A bold interrogation of domesticity, power, and resilience through found-object assemblage at Southern Guild Cape Town.

Usha Seejarim, Domestic Disagreement, 2015. © Lea Crafford & Southern Guild.
Southern Guild Cape Town is pleased to present ‘Unfolding Servitude’ by Usha Seejarim, a solo exhibition of assemblage sculpture opening on the 13th of March 2025. This body of work interrogates the domestic sphere as a site of servitude, subversion, and resilience through an intersectional lens. Found objects emblematic of domestic labour—such as clothes pegs, ironing soleplates, brooms, and serving trays—are repurposed and reframed to explore themes of oppression and agency about gender, race, and class.
Through the repetitive acts of assembling, Seejarim evokes the relentless, cyclical nature of domestic labour—traditionally gendered as women’s work. She deliberately reconfigures these objects to highlight the interplay between their original function and the denial of their utilitarianism through art-making, transforming symbols of domesticity and containment into objects of liberation and ambiguity. Instruments of cleaning, folding, holding, washing, pressing, and smoothing become statements of resistance and individuality.
The artist states: “At the heart of my exploration is the complex relationship between servitude and sexuality. Domestic labor carries with it an inherent tension between obligation and identity. The transformation of household objects into sculptural forms invites viewers to reflect on societal expectations that confine and define roles tied to caregiving and service.”
Seejarim asserts the centrality of the feminine experience through the articulation of vulvic forms, confronting societal taboos around the female body while reclaiming its power. Receptacles, nest-like objects, and ovoid shapes predominate between containment and constriction. A wall-based work titled Contours of Isolation—reaching two and a half meters high—layers densely packed rows of reclaimed iron soleplates into a sharply tapered ellipse, creating an armoured portal inviting passage and defence. Seejarim’s sculptures pivot on bodily references: tongue-like forms extend downward, invoking the Goddess Kali, a forest of phalluses rises from a decorative serving tray, and sheaths of conjoined wooden clothes pegs part and close in fleshy contours. By transforming domestic objects in this way, the artist highlights the intimate connections between physicality and the structures of power that shape lived experiences. Her works speak to the intersections of vulnerability and strength, subordination and defiance, intimacy and universality.

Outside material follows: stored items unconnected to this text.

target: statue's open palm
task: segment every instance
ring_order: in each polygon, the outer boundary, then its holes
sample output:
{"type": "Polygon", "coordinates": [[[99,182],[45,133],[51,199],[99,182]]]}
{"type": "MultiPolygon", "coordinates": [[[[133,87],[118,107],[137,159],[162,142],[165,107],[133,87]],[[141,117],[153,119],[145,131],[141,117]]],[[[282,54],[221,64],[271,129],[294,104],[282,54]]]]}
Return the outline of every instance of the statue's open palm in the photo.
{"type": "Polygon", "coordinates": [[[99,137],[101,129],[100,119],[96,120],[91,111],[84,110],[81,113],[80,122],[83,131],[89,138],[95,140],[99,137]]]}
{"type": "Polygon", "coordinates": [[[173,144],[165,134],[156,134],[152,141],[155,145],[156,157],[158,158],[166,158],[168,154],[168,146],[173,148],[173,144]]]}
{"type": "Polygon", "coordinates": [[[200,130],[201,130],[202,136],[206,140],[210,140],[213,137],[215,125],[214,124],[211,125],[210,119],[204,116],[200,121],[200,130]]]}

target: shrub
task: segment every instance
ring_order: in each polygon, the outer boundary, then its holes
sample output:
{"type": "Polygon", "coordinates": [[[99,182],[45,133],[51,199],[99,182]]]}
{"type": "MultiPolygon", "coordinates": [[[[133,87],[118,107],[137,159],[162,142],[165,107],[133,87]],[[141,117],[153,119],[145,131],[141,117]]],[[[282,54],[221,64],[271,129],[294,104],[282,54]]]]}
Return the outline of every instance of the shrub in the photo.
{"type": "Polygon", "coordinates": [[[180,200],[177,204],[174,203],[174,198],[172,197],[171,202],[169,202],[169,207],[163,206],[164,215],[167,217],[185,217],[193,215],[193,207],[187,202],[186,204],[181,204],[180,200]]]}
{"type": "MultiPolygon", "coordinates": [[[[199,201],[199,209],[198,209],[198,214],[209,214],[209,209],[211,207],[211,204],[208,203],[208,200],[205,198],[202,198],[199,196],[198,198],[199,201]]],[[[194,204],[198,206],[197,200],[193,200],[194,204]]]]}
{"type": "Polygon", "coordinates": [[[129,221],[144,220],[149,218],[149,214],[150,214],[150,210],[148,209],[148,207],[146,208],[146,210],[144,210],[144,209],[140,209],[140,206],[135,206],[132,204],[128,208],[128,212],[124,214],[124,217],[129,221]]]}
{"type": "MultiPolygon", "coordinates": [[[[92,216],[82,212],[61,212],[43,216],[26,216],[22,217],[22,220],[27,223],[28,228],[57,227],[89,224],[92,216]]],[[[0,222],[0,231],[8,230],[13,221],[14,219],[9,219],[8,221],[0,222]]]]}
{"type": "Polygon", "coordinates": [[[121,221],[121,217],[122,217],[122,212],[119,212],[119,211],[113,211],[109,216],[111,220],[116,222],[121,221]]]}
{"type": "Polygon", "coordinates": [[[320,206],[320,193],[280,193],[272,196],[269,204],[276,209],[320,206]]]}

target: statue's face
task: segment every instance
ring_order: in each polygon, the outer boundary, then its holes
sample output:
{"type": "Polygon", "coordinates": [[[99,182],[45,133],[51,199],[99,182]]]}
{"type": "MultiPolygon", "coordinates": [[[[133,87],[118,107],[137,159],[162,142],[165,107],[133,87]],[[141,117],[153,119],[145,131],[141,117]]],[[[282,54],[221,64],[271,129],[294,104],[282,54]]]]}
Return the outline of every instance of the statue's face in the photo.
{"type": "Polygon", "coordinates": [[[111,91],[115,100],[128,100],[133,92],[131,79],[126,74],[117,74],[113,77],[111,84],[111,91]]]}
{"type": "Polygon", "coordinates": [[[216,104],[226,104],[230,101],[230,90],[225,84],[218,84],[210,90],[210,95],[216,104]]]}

Seejarim’s abstraction of these objects—negating their intended purpose to become vessels of collective memory—is an act of liberation, not only for the physical materials themselves but also for the societal position of women about capitalist consumption. ‘Unfolding Servitude’ voices invisible labour while critiquing the systems perpetuating these roles.
Born in 1974, Usha Seejarim is a South African artist in Johannesburg. She earned a master’s in Fine Art from the University of the Witwatersrand in 2008. Her numerous accolades include the Dignitas Award from the University of Johannesburg (2022), SEED Award from the Southern African Foundation for Contemporary Art (2019), Tomorrow’s/Today Prize at the Investec Cape Town Art Fair (2018), SCAC Marestaing & The Secular Solidarity Association Sculpture Award at the Dakar Biennale (2018), and the Ampersand Fellowship Award (2003).
Her work has been featured in solo exhibitions such as Angel of the House (2021) at SMAC Gallery, Cape Town; Vessel of the Fish (2019) at Kunstinstituut Melly, Rotterdam; Un balai, pourquoi pas une balai (2019) at SCAC Marestaing, France; and Transgressing Power (2019) at SMAC Gallery, Johannesburg. Her travelling exhibition Venus at Home (2012–2014) was presented at Northwest University Gallery, Johannesburg Art Gallery, Durban Art Gallery, and the National Arts Festival in Grahamstown, South Africa. She has also exhibited at the 2023 Turbine Art Fair, 2022 FNB Art Joburg, and 2018 Investec Cape Town Art Fair.
Notable group exhibitions include Twenty: Art in the Time of Democracy (2015), a travelling exhibition presented at the University of Johannesburg, Turchin Center (Boone, US), and the Beijing Biennale; The Red Hour (2018), curated by Simon Njami for the Dak’Art Biennale in Senegal; and Where Do We Migrate To? (2011) at the University of Maryland, Baltimore. Seejarim’s work is included in the collections of the Iziko South African National Gallery, Southern African Foundation for Contemporary Art, Johannesburg Art Gallery, Stellenbosch University, Constitutional Court (Johannesburg), University of South Africa, and Fondazione Fiera Milan, among others.